Eine Verbauung der Theodor-Heuss-Brücke mit Schienenfahrzeugen ist gerade im Hinblick auf das ohnehin bestehende Verkehrsaufkommen weder sinnvoll noch angeraten. Es besteht keine belegte Bedarfserhebung welche eine Realisation eines solchen Projektes belegt. Alternative Vergleichsanalysen wurden nicht vorgelegt ( Bedarfsdeckung mittels umweltfreundlicher Busse ) .

Die für die Citybahn ohnehin notwendige Umgestaltung der Haltestelle am Kasteler Hochkreisel bietet die Chance, einen direkten Fußgängerzugang von der Haltestelle zu den Bahnsteigen des S-Bahnhofs Kastel zu schaffen.

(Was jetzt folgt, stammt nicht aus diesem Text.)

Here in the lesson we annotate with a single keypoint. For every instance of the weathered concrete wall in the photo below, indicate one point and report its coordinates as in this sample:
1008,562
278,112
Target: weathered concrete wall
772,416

Dies wurde auch bereits im Wiesbadener Online-Dialog mehrfach vorgeschlagen.

Man sollte auch darüber nachdenken wie man das Gleis Richtung Frankfurt direkt anbindet. Dies könnte über die Treppe im Brückenkopf in die Unterführung ohne Überquerung der Strasse gehen. Jedoch fehlt hier ein Zugang zum Bf. von der Reduit. Alternativ wäre vielleicht auch eine neue Treppe direkt vom Brückenkopf auf das Gleis Richtung Frankfurt möglich. Beides würde den Zugang deutlich verbessern.

Aus meiner Sicht sind die Staus auf der Theodor-Heuss-Brücke ein Problem der Kreiseleinfahrt in Kastel und ein Problem der Ampeln in der Altstadt. Aus meiner Sicht könnte man ab der 90°-Kurve den Verkehr einspurig machen und nach der Haltestelle Brückenkopf dann eine zweispurige Einfahrt in den Kreisel machen. Auf der anderen Seite dann eine Ausfahrtspur aus dem Kreisel, wiederum einspurige Führung über die Brücke und die schon vorhandene Aufsplittung wiederum nach der 90°-Kurve auf Altstadtseite. Die Zweispurigkeit über die Brücke verschiebt den Stau eigentlich nur.

Dadurch hat man eine Vorrangfunktion für den ÖPNV auf eigener Fahrspur, was wiederum ja auch den Autos zugute kommt, da sich normalerweise mehr Menschen für den ÖPNV entscheiden und damit weniger Autos fahren.